Tanja hingegen hat kein Arbeitsapartment, arbeitet aber dennoch als Callgirl Frankfurt. Ihr Fokus liegt auf dem Escort. Sie schläft mit den Kunden, begleitet sie aber auf Wunsch auch ins Restaurant, in die Oper oder wo immer es gewünscht wird. In der Regel besucht sie den Kunden als Callgirl direkt im Hotel oder im Büro. Gelegentlich, ist der Mann bereits bekannt, auch in dessen Wohnung. Häufig bekleiden die Männer gute Posten in Wirtschaft oder Politik. Ihr Lieblingskunde ist aber ein Gefängnisdirektor, der sie oft und gerne als Callgirl Frankfurt bucht. Ganz diskret finden dann die Treffs im Hotel statt. Seine eigenen Handschellen hat er stets dabei. Sogar in einer Gefängniszelle haben sie sich in einer Nacht schon einmal vergnügt. Ein irres Gefühl sagt Tanja. „Immerhin waren dort Hunderte von Männern inhaftiert, und wenn du es dann mit dem Boss treibst, macht Dich das irre Geil ...“

Die schönsten Dates als Callgirl sind stets längere Termine. So wird sie häufig in Frankfurt auch über Nacht gebucht. Besonders freut sich Tanja, wenn sie einen Kunden als Callgirl in ferne Länder begleiten darf. Das kommt zwar nicht so häufig vor, doch ab und zu.

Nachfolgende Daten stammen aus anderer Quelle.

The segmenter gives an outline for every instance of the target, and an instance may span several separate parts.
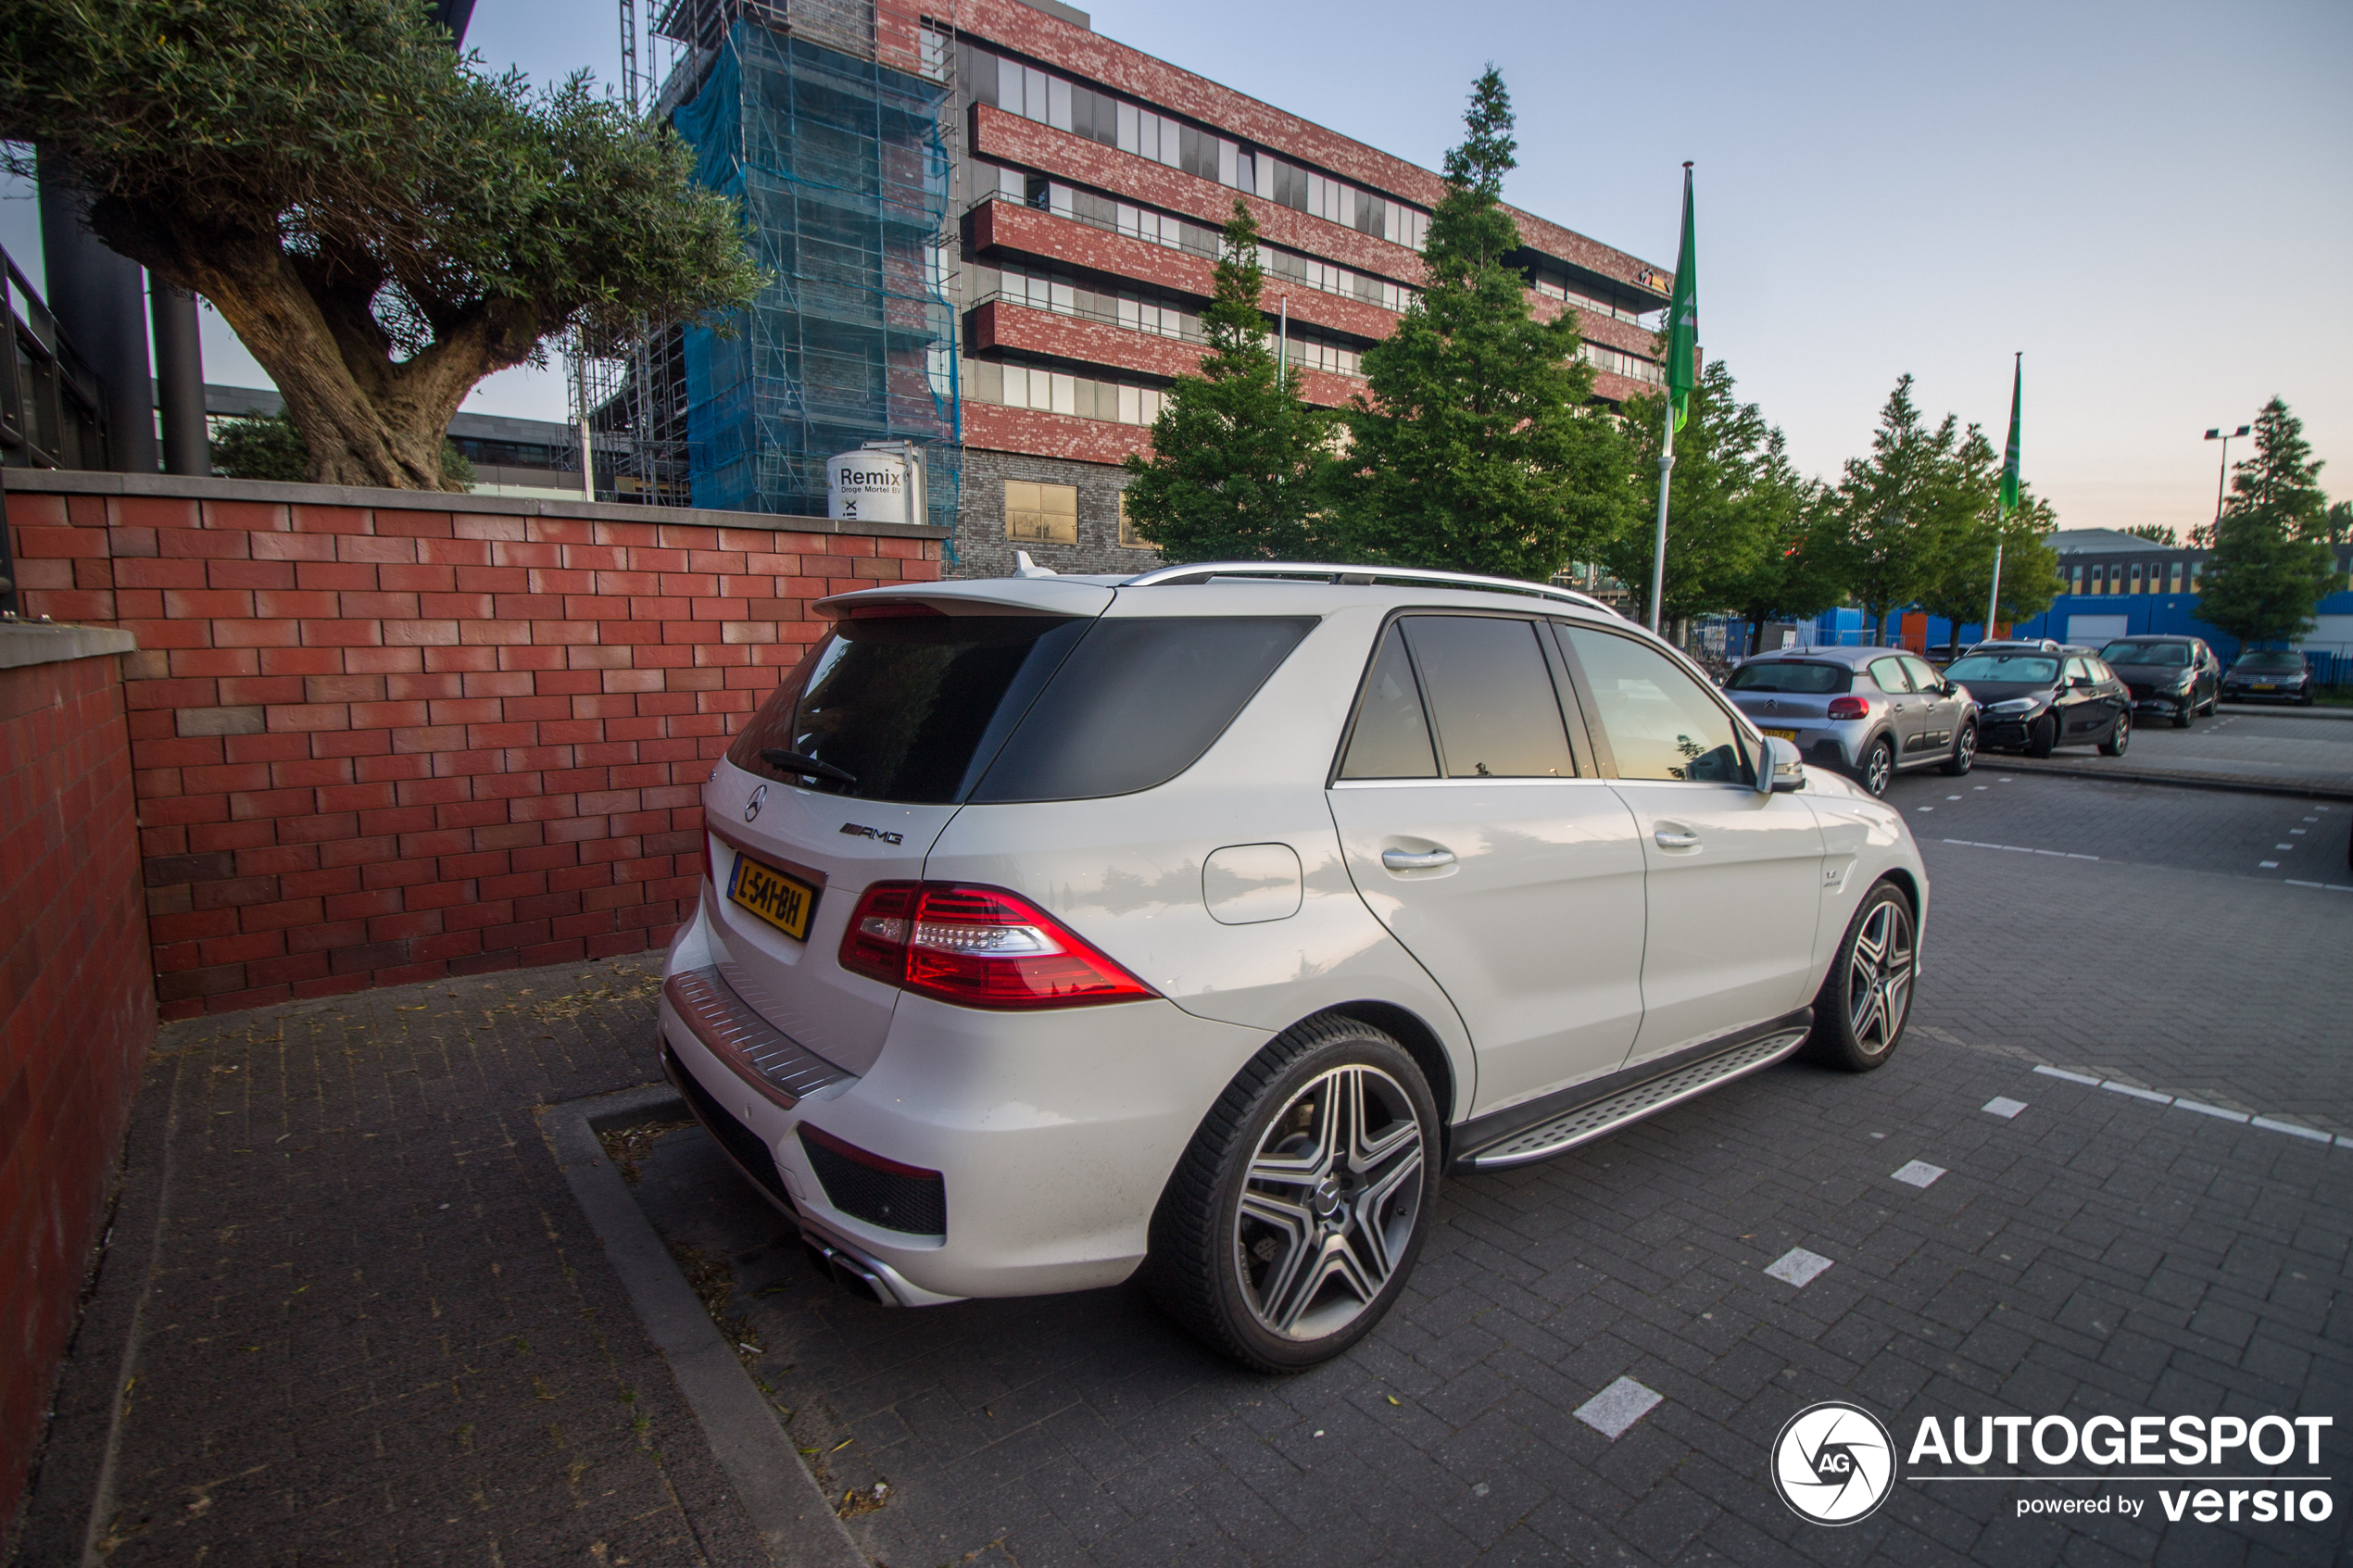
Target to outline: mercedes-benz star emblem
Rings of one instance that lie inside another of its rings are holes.
[[[1773,1489],[1800,1519],[1852,1524],[1869,1518],[1894,1485],[1895,1440],[1858,1405],[1808,1405],[1773,1440]]]
[[[744,821],[749,822],[760,815],[760,803],[767,798],[768,786],[766,784],[761,784],[758,789],[753,790],[751,798],[744,802]]]

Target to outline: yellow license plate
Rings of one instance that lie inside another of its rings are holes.
[[[1795,740],[1797,738],[1797,732],[1795,730],[1768,730],[1765,733],[1772,736],[1775,740]]]
[[[737,854],[727,878],[727,897],[796,942],[809,940],[809,920],[817,912],[817,890],[797,876]]]

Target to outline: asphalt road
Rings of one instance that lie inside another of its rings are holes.
[[[2353,1426],[2353,1136],[2326,1136],[2353,1135],[2353,892],[2320,866],[2353,882],[2353,813],[1994,767],[1891,798],[1934,887],[1895,1060],[1785,1065],[1450,1183],[1398,1309],[1314,1373],[1239,1373],[1124,1288],[875,1308],[698,1130],[655,1144],[640,1199],[731,1271],[796,1444],[900,1568],[2341,1561],[2342,1484],[2325,1522],[2234,1524],[2170,1523],[2154,1481],[1906,1480],[1838,1530],[1772,1490],[1777,1433],[1827,1399],[1899,1440],[1929,1415]],[[1893,1177],[1916,1160],[1925,1189]],[[1765,1272],[1795,1248],[1830,1262],[1803,1286]],[[1622,1378],[1660,1399],[1613,1438],[1577,1412]],[[2053,1497],[2144,1512],[2020,1512]]]
[[[2303,709],[2233,710],[2199,719],[2186,730],[2168,721],[2140,719],[2121,757],[2089,746],[2052,754],[2070,767],[2159,769],[2190,777],[2244,779],[2277,784],[2353,784],[2353,722]],[[2001,760],[1989,754],[1987,763]]]

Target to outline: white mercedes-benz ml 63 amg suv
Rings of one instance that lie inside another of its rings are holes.
[[[1441,1173],[1902,1038],[1902,817],[1593,600],[1259,563],[819,608],[703,791],[662,1057],[880,1301],[1141,1270],[1305,1366]]]

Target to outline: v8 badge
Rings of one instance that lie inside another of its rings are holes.
[[[767,798],[768,786],[766,784],[761,784],[758,789],[753,790],[751,798],[744,802],[744,821],[749,822],[760,815],[760,803]]]

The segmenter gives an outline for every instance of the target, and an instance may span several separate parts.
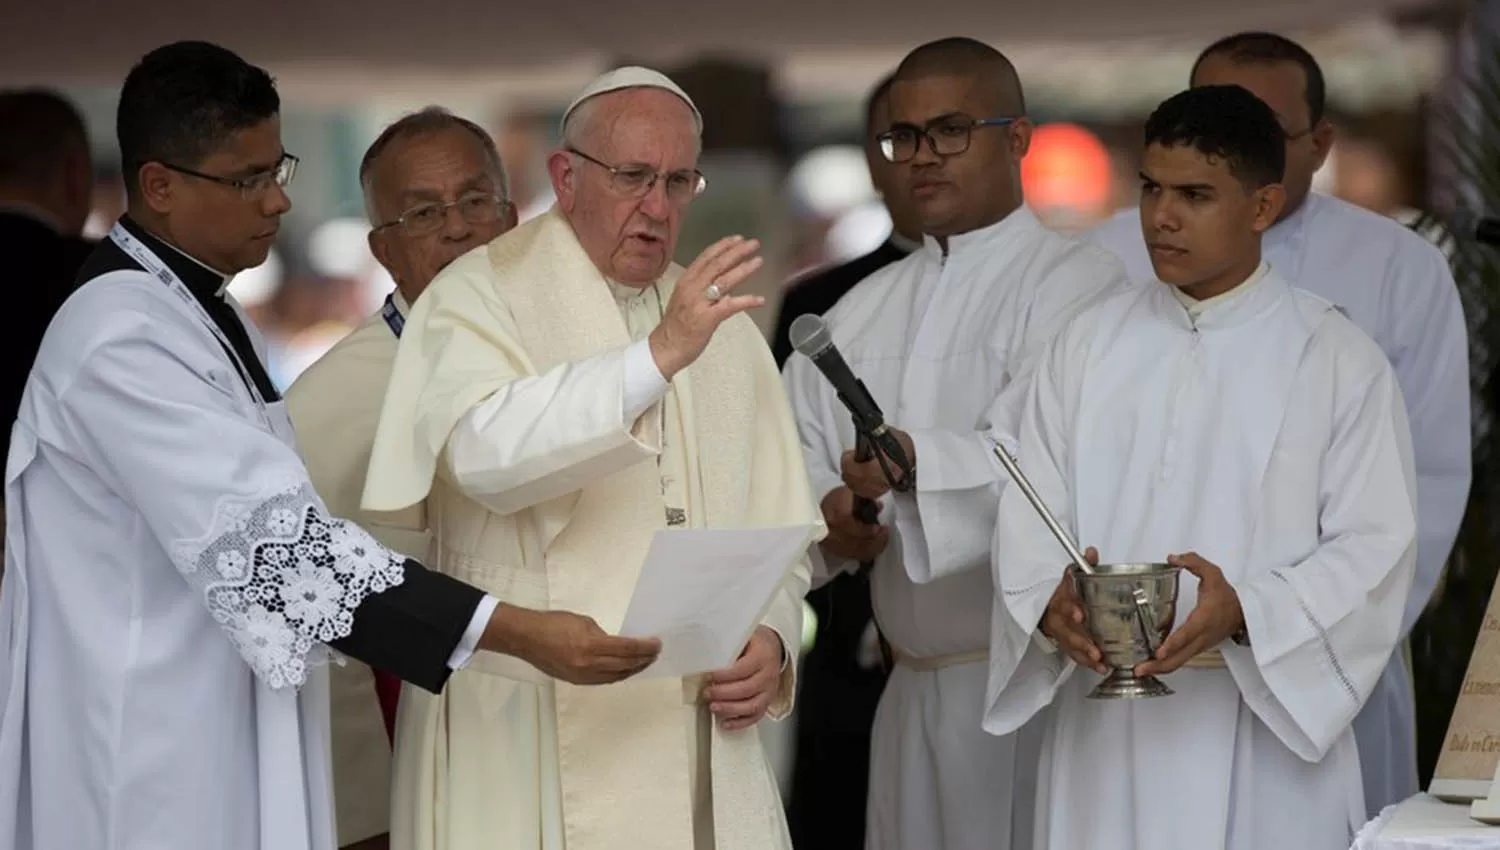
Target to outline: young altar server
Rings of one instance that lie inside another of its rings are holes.
[[[1176,627],[1136,668],[1176,693],[1087,699],[1104,667],[1067,557],[1005,488],[984,726],[1053,706],[1037,848],[1342,850],[1365,820],[1350,724],[1411,587],[1411,441],[1380,349],[1261,259],[1283,139],[1237,86],[1152,114],[1141,226],[1159,282],[1080,314],[1015,441],[996,429],[1091,558],[1183,568]]]
[[[1287,283],[1334,302],[1396,370],[1411,421],[1417,470],[1417,573],[1402,642],[1443,574],[1468,503],[1469,335],[1442,252],[1387,216],[1312,191],[1333,145],[1323,71],[1274,33],[1222,38],[1199,54],[1190,85],[1238,85],[1266,102],[1286,132],[1286,204],[1262,241]],[[1115,252],[1131,280],[1154,279],[1135,210],[1086,237]],[[1400,645],[1354,721],[1371,817],[1417,792],[1416,704]]]

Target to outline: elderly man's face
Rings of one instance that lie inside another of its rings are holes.
[[[402,295],[415,299],[449,263],[515,227],[500,188],[484,144],[462,127],[386,148],[370,178],[379,221],[370,250]]]
[[[652,88],[600,95],[592,108],[576,150],[548,163],[553,189],[594,265],[617,283],[649,286],[671,262],[695,194],[693,113]]]

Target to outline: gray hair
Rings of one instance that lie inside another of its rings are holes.
[[[375,214],[375,203],[370,196],[371,173],[375,170],[375,163],[386,148],[400,139],[410,139],[417,136],[425,136],[429,133],[437,133],[443,130],[460,129],[474,134],[479,143],[484,147],[485,159],[488,160],[490,169],[494,172],[495,183],[500,189],[500,199],[510,201],[510,181],[505,176],[505,163],[500,161],[500,149],[495,147],[495,140],[484,128],[475,124],[467,118],[460,118],[441,106],[428,106],[416,112],[404,115],[390,126],[380,132],[375,141],[365,151],[364,159],[359,163],[359,185],[365,195],[365,215],[369,217],[371,224],[380,224]]]
[[[594,113],[599,111],[599,98],[591,97],[574,107],[563,122],[562,141],[570,148],[583,147],[589,134],[589,125],[594,122]]]

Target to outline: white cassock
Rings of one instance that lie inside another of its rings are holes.
[[[409,312],[399,290],[386,303],[303,371],[286,392],[286,408],[328,512],[359,523],[387,548],[426,561],[425,532],[381,525],[359,508],[397,333]],[[333,801],[343,847],[390,831],[391,743],[369,665],[351,659],[335,666],[328,684]]]
[[[554,209],[459,257],[402,334],[363,505],[425,513],[440,569],[616,631],[669,527],[816,524],[774,361],[736,316],[670,383],[647,336],[682,270],[607,281]],[[787,664],[799,562],[762,623]],[[558,682],[480,656],[397,719],[395,850],[786,850],[755,729],[725,731],[702,682]]]
[[[1052,708],[1038,850],[1343,850],[1365,821],[1350,724],[1415,569],[1401,393],[1364,333],[1265,265],[1196,318],[1182,298],[1135,288],[1058,336],[1019,462],[1102,562],[1195,551],[1218,565],[1250,646],[1164,677],[1170,696],[1088,699],[1101,677],[1037,628],[1067,556],[1007,488],[984,726]],[[1181,573],[1178,626],[1197,585]]]
[[[405,559],[325,513],[284,406],[202,306],[227,279],[122,233],[11,437],[0,847],[332,850],[322,641]]]
[[[1086,235],[1114,251],[1132,281],[1156,279],[1137,210]],[[1396,370],[1417,469],[1417,576],[1403,641],[1442,577],[1468,502],[1469,349],[1463,306],[1441,251],[1399,222],[1311,194],[1265,234],[1262,250],[1293,286],[1332,301],[1374,338]],[[1402,653],[1354,723],[1366,812],[1417,792],[1416,704]]]
[[[1019,407],[1063,322],[1123,285],[1114,258],[1021,207],[950,237],[946,255],[928,237],[826,317],[850,369],[916,449],[915,494],[882,500],[881,522],[894,529],[871,573],[896,669],[875,715],[868,847],[1004,848],[1012,835],[1024,846],[1036,736],[994,738],[979,727],[1000,493],[982,432],[997,395]],[[843,485],[853,425],[810,360],[793,356],[784,379],[821,499]]]

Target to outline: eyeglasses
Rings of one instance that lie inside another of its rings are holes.
[[[926,126],[897,124],[880,133],[875,141],[880,143],[880,153],[887,162],[908,162],[917,155],[922,139],[938,156],[957,156],[969,149],[970,137],[975,127],[1004,127],[1015,118],[970,118],[967,115],[945,115],[927,122]]]
[[[261,171],[256,174],[252,174],[249,177],[240,178],[219,177],[214,174],[204,174],[201,171],[194,171],[191,168],[183,168],[180,165],[173,165],[170,162],[163,162],[162,167],[167,168],[171,171],[175,171],[178,174],[186,174],[189,177],[197,177],[199,180],[208,180],[213,183],[218,183],[220,186],[229,186],[231,188],[238,189],[240,190],[241,198],[244,198],[247,201],[253,201],[265,195],[265,193],[269,191],[273,185],[280,186],[283,189],[286,188],[287,184],[292,182],[292,178],[297,176],[298,161],[299,160],[295,156],[292,156],[289,153],[284,153],[281,155],[281,159],[278,160],[276,165],[270,170]]]
[[[470,192],[456,201],[447,203],[419,204],[402,213],[394,221],[376,225],[374,230],[385,230],[400,225],[408,235],[427,236],[442,228],[448,219],[448,210],[457,208],[458,214],[469,224],[493,224],[504,215],[510,202],[499,195],[487,192]]]
[[[589,156],[577,148],[568,148],[568,153],[592,162],[609,172],[609,186],[615,194],[627,198],[644,197],[656,186],[656,181],[666,179],[667,200],[674,204],[686,204],[703,194],[708,188],[708,179],[703,172],[694,169],[670,171],[665,175],[649,165],[610,165]]]

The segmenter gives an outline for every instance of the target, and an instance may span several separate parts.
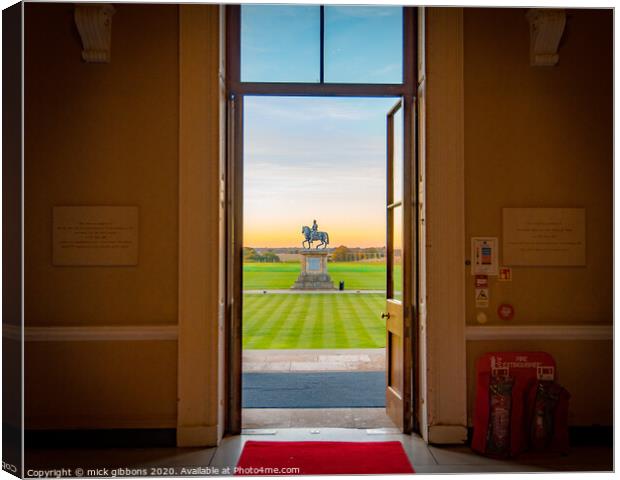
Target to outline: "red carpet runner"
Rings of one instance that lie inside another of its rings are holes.
[[[400,442],[245,443],[237,475],[415,473]]]

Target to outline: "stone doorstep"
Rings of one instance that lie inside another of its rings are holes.
[[[390,428],[384,408],[289,408],[242,411],[243,428]]]
[[[305,372],[346,372],[351,370],[350,364],[338,362],[291,362],[291,371]],[[357,368],[355,369],[357,370]]]
[[[268,358],[286,355],[379,355],[385,354],[385,348],[278,348],[278,349],[244,349],[244,356],[267,356]]]
[[[319,355],[319,362],[333,362],[335,355]],[[341,362],[370,362],[370,355],[340,355]]]
[[[244,372],[290,372],[291,362],[244,363]]]
[[[246,350],[246,372],[377,372],[385,370],[385,350]],[[347,352],[347,353],[345,353]],[[359,352],[359,353],[357,353]]]

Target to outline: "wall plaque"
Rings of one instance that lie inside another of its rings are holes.
[[[138,207],[54,207],[53,264],[138,264]]]
[[[506,265],[586,264],[584,208],[504,208],[502,216]]]

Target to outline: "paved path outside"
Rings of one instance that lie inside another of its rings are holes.
[[[382,408],[385,372],[245,372],[242,408]]]
[[[244,350],[244,372],[385,371],[384,348]]]
[[[368,294],[368,293],[385,293],[385,290],[292,290],[292,289],[281,289],[281,290],[244,290],[244,294],[250,295],[269,295],[270,293],[275,294],[285,294],[285,295],[316,295],[318,293],[330,293],[332,295],[347,295],[347,294]]]

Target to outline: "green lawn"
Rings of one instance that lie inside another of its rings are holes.
[[[344,280],[346,290],[385,290],[385,263],[334,262],[327,270],[338,286]],[[300,272],[299,262],[244,263],[244,290],[291,288]]]
[[[385,347],[382,294],[246,294],[243,302],[246,349]]]

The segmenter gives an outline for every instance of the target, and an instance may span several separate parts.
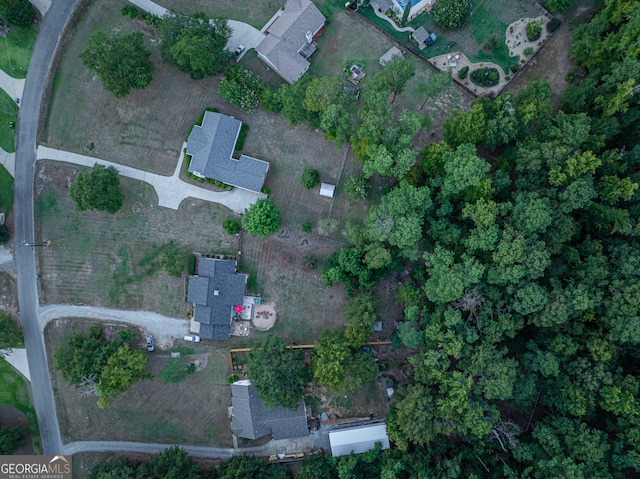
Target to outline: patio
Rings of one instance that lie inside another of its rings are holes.
[[[276,324],[276,303],[263,303],[254,308],[253,327],[258,331],[269,331]]]

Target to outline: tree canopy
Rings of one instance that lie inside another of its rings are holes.
[[[28,27],[34,13],[29,0],[0,0],[0,21],[7,26]]]
[[[233,53],[224,49],[231,28],[221,18],[209,18],[204,13],[187,16],[172,12],[162,17],[158,36],[164,61],[194,80],[221,73],[233,59]]]
[[[268,198],[260,198],[242,216],[242,227],[260,238],[276,233],[280,225],[280,209]]]
[[[247,356],[247,377],[266,406],[297,408],[309,380],[302,351],[269,334]]]
[[[80,211],[100,210],[113,214],[124,202],[118,170],[98,164],[89,173],[78,173],[69,195]]]
[[[151,83],[151,52],[144,46],[141,32],[107,35],[95,32],[80,54],[82,63],[98,75],[104,89],[116,98],[127,96],[131,89],[142,90]]]

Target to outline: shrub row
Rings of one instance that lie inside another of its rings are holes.
[[[240,134],[238,135],[238,141],[236,142],[236,151],[242,150],[244,146],[244,139],[247,137],[247,131],[249,130],[249,125],[243,123],[240,127]]]
[[[160,17],[156,17],[152,13],[142,10],[135,5],[125,5],[120,9],[120,13],[122,13],[122,15],[129,15],[129,18],[140,17],[150,27],[156,28],[158,25],[160,25]]]

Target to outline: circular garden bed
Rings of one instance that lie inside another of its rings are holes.
[[[471,78],[471,81],[478,86],[492,87],[496,86],[498,82],[500,82],[500,73],[497,68],[478,68],[471,72],[469,78]]]

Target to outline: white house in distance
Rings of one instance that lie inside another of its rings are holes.
[[[258,57],[293,83],[309,69],[309,57],[316,51],[316,39],[327,19],[311,0],[287,0],[264,31]]]
[[[378,8],[381,13],[391,10],[398,18],[402,18],[404,9],[409,4],[409,0],[372,0],[371,6]],[[422,12],[430,12],[436,0],[412,0],[409,10],[409,20],[417,17]]]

Die Aufträge erhält sie von einer Agentur als Callgirl. Frankfurt ist für sie der ideale Ort. Im Gegensatz zu Natalia geht es bei Tanja nicht nur um Sex, sondern auch um das Drumherum. Und dafür bezahlen die Kunden gerne einmal um die 2.000 Euro pro Nacht oder mehr für einen längeren Termin. Erlaubt ist bei Tanja als Callgirl ebenfalls was gefällt. Doch klipp und klar sagt sie ebenfalls, dass ohne Kondom nichts möglich ist. Alles kann passieren, jede Schandtat würde sie mitmachen, solange der Kunde sympathisch ist und ein Kondom benutzt.